On a recent Friday morning, Patti Minium Moonis, her husband and one of her daughters were in their Newport News living room when the phone rang from a small village near Berlin, Germany.
“There’s some people here who would like Facetime with you,” Patti Minium Moonis's brother-in-law, Harry said.
He was with Sascha Hruzik, the 30-year-old German steel worker whose bone marrow saved Minium Moonis from chronic myeloid leukemia, a cancer that originates in the blood-forming cells of the bone marrow and attacks the bloodstream.
Transplant rules vary, but Minium Moonis was told she would need to wait a year before contacting her donor and a reply was not guaranteed.
In 2016, she went to a follow-up appointment and found a letter waiting for her. Hruzik had reached out first.
The two kept in touch through letters and small gifts but they hadn’t spoken until recently.
The half-hour FaceTime call was a flurry of tears, laughter, translated questions and answers.
“It’s an amazing moment for me to see you,” Hruzik said.
“I wish I could give you a hug,” Minium Moonis said.
Hruzik wanted to bypass the screen as well.

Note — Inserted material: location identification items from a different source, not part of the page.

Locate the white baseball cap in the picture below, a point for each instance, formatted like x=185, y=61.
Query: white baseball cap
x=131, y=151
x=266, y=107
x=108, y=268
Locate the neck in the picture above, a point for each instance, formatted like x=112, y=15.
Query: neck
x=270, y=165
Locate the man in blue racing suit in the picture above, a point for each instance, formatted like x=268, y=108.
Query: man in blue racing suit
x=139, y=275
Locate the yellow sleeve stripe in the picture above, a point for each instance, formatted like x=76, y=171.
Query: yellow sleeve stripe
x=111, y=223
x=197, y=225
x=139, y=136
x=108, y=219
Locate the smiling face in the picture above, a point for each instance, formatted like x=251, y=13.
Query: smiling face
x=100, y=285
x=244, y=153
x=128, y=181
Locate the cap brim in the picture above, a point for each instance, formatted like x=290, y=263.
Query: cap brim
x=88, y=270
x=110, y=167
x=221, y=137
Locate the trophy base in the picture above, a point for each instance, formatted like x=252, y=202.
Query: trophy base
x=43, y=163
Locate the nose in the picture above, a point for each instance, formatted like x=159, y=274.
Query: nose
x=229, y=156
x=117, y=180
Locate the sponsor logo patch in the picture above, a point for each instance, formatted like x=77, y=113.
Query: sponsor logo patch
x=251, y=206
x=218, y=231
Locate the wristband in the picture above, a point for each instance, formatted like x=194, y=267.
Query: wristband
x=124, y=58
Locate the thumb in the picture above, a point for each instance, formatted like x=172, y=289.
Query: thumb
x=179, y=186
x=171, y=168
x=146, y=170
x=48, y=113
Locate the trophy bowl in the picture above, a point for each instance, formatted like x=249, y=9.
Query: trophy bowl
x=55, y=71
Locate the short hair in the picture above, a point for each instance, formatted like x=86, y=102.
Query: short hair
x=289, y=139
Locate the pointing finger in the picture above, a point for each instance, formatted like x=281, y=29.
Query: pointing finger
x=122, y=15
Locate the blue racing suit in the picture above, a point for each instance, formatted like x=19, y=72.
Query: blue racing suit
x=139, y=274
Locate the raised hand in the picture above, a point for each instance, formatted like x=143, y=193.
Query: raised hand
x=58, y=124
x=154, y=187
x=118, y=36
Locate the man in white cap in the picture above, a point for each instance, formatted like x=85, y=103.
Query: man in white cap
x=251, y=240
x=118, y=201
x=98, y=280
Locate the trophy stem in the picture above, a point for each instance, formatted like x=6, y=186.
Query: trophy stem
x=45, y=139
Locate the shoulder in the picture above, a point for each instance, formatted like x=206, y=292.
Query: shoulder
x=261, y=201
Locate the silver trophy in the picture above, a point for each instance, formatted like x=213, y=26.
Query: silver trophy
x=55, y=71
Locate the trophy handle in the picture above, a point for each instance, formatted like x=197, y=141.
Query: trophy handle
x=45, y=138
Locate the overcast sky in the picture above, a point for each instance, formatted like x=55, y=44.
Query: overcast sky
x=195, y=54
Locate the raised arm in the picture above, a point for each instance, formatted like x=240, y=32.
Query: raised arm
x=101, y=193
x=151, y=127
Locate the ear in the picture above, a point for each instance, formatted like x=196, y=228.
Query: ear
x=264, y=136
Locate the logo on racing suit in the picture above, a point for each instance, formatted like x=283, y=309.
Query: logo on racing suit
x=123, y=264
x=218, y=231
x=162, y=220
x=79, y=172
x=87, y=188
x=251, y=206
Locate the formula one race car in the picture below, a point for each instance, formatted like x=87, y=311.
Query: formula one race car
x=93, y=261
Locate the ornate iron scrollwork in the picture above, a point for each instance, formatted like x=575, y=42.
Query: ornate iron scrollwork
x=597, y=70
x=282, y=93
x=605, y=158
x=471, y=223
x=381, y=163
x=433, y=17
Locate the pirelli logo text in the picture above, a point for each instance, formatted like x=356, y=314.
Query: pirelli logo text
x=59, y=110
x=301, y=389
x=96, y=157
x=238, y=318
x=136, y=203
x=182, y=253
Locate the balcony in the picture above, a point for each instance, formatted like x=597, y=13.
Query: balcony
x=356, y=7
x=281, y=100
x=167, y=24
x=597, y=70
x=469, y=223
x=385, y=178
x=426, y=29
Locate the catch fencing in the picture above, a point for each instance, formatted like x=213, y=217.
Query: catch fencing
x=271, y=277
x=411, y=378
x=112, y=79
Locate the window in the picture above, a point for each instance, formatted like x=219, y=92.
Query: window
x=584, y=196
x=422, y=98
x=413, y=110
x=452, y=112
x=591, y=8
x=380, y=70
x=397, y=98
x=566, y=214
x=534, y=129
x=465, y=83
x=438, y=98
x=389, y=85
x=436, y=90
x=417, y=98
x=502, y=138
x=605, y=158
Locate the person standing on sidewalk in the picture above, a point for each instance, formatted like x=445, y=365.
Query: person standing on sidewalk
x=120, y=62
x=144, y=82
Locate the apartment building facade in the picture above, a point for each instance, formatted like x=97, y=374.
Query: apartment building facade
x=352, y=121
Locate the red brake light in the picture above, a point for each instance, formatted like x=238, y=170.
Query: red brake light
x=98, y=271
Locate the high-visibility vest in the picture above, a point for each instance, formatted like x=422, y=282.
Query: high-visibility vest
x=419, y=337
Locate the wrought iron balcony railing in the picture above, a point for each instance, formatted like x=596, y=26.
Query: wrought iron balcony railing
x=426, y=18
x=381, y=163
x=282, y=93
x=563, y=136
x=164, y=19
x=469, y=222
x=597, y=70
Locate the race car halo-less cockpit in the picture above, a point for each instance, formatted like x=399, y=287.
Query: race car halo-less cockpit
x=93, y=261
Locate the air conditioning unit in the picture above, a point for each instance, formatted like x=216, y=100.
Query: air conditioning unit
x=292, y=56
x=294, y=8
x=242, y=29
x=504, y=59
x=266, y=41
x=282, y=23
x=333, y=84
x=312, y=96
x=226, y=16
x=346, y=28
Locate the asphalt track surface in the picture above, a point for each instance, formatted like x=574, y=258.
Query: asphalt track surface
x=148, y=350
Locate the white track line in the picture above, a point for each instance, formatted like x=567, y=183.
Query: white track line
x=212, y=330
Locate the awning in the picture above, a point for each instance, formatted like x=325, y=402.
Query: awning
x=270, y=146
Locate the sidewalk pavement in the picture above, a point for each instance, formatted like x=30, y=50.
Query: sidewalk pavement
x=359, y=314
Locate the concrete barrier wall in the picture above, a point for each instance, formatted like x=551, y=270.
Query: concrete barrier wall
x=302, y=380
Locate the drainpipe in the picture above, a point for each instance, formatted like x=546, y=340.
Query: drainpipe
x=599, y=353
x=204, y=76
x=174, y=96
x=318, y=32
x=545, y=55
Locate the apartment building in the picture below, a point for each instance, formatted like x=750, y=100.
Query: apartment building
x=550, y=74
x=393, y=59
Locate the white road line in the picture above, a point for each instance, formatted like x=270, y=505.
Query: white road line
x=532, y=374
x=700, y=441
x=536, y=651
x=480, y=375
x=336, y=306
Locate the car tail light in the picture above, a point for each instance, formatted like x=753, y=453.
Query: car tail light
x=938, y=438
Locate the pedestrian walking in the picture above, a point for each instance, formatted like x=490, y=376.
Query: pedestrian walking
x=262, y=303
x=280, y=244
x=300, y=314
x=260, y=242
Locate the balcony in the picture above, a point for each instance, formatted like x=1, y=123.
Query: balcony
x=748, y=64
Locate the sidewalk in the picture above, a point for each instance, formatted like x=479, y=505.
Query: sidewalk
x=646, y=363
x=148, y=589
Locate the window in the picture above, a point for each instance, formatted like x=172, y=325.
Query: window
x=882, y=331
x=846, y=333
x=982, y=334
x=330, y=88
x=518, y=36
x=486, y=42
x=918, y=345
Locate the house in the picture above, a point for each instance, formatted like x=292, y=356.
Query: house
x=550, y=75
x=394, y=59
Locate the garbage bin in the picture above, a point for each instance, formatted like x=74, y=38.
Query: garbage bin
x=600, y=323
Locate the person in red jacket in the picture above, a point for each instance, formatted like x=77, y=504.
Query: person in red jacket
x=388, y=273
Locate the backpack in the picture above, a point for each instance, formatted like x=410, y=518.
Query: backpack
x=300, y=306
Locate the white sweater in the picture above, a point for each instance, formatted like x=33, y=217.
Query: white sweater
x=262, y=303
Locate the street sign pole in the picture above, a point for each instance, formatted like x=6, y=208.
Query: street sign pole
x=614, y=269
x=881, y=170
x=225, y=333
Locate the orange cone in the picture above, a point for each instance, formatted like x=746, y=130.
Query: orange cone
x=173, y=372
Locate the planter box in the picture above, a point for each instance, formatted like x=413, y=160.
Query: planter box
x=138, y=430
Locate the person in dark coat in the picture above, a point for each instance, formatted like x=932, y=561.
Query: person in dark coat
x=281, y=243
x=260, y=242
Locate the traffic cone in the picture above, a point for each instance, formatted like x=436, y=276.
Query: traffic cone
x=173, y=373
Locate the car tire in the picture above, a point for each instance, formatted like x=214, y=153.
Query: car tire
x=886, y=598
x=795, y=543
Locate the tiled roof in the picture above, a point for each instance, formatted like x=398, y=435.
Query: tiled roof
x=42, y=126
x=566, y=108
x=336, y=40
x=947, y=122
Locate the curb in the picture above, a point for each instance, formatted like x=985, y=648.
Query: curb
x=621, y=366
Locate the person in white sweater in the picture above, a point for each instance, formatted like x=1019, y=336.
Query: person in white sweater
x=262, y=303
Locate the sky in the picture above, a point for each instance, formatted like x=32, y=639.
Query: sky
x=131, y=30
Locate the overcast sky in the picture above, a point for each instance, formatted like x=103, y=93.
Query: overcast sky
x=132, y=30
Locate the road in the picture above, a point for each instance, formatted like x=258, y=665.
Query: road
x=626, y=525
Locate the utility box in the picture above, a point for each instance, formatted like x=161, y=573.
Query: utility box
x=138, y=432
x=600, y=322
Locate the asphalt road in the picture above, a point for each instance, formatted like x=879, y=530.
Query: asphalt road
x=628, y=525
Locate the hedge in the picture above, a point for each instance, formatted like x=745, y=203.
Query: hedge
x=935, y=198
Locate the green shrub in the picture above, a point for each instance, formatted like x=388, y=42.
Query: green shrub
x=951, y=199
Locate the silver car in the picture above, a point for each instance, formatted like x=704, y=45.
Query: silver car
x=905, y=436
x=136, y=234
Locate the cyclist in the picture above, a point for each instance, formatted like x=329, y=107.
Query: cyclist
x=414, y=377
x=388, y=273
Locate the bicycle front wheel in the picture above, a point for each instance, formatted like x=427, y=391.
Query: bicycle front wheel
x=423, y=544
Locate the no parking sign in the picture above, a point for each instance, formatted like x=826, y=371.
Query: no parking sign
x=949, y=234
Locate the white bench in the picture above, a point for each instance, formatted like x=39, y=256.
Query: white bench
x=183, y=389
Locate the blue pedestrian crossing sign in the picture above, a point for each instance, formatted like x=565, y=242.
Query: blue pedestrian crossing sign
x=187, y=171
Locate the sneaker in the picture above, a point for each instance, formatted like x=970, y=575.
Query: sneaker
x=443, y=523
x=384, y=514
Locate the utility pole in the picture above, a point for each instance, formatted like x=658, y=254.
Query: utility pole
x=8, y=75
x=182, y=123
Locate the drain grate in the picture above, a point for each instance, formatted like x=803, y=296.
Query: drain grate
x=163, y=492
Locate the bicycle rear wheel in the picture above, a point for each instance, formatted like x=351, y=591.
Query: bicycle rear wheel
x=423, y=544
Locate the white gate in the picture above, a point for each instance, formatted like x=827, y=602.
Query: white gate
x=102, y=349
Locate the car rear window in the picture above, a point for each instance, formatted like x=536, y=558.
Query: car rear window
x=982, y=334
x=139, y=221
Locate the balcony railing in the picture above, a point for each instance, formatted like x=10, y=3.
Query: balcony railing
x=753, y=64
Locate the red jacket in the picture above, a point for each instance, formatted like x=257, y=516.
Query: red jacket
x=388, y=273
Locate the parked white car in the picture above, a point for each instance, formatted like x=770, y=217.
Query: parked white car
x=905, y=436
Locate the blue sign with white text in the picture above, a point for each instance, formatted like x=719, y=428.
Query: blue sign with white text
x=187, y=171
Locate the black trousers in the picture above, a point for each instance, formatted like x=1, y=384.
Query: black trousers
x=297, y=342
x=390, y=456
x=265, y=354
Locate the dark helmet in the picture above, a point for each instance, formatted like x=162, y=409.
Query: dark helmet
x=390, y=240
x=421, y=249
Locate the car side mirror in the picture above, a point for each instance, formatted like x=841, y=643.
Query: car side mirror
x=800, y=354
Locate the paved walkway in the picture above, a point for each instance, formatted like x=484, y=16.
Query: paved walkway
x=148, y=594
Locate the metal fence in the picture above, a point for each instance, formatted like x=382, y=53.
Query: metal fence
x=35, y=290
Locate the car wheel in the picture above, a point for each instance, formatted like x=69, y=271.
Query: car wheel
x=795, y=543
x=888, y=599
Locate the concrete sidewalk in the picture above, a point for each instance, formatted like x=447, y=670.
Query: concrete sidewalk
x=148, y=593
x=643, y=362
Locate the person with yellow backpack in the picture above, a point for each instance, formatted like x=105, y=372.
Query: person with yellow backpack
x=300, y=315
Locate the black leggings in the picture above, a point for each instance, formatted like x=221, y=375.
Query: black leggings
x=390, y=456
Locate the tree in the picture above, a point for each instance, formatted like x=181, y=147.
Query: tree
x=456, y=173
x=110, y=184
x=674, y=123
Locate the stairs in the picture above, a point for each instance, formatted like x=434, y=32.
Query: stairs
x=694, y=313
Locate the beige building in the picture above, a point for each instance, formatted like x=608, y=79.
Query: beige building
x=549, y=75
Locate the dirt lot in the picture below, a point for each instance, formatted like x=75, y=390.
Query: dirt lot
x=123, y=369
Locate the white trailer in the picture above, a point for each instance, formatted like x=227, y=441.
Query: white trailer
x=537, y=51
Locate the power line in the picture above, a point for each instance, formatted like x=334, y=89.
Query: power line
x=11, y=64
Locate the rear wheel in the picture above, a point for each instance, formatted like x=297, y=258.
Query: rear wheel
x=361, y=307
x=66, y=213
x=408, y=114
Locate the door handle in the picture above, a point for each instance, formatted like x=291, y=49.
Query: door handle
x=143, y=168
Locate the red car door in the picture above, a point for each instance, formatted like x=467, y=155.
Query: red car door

“It is unbelievable that you are so far away. I wish I could touch you,” he said.
“Well, you did touch her,” Harry Minium said. “Your blood touched her.”
“My blood is 100% you,” Patti said. “We are twins.”
“Yes, we are. Genetic twins. It’s an amazing feeling,” Hruzik said.
In 2013, Minium Moonis was diagnosed with chronic myeloid leukemia.
By the summer of 2015, four chemotherapy drugs had failed to stop the onslaught and Minium Moonis’s life depended on a bone marrow transplant.
According to the Be the Match website operated by the National Marrow Donor Program, 70% of patients who need a transplant do not match with a close relative.
Finding a non-related, closely matched donor can be a long and costly process, and not all matches are equal. Doctors look for donors with similar human leukocyte antigens (HLA) protein markers. HLA proteins act as gatekeepers that decide which cells belong in the body.
Although transplants can be done with “half-matches”—5 out of 10 matching markers—the best outcomes usually come from closer matches. Hruzik’s cells were a perfect 10 out of 10 match to what Minium Moonis needed.
Eight years have passed since Patti held what she called the “magic bag” containing Hruzik’s cells.
Minimum Moonis had to first survive pre-transplant chemotherapy regimen to wipe out her immune system so the donor cells could take over. Post-procedure, her body had to accept the cells.
“The odds at every step were astronomical,” she said.
But Hruzik’s cells knit themselves into Patti’s body, replacing both the cancer and her entire immune system.
Even though all she knew of her donor was his gender, age and location, he became her genetic twin — and someone she immediately thought of as family.
Patti began referring to him as “my Otto,” after her German grandfather.
“I would do it again tomorrow,” Hruzik told Patti during their Facetime call. “To save someone’s life, of course I would do it.”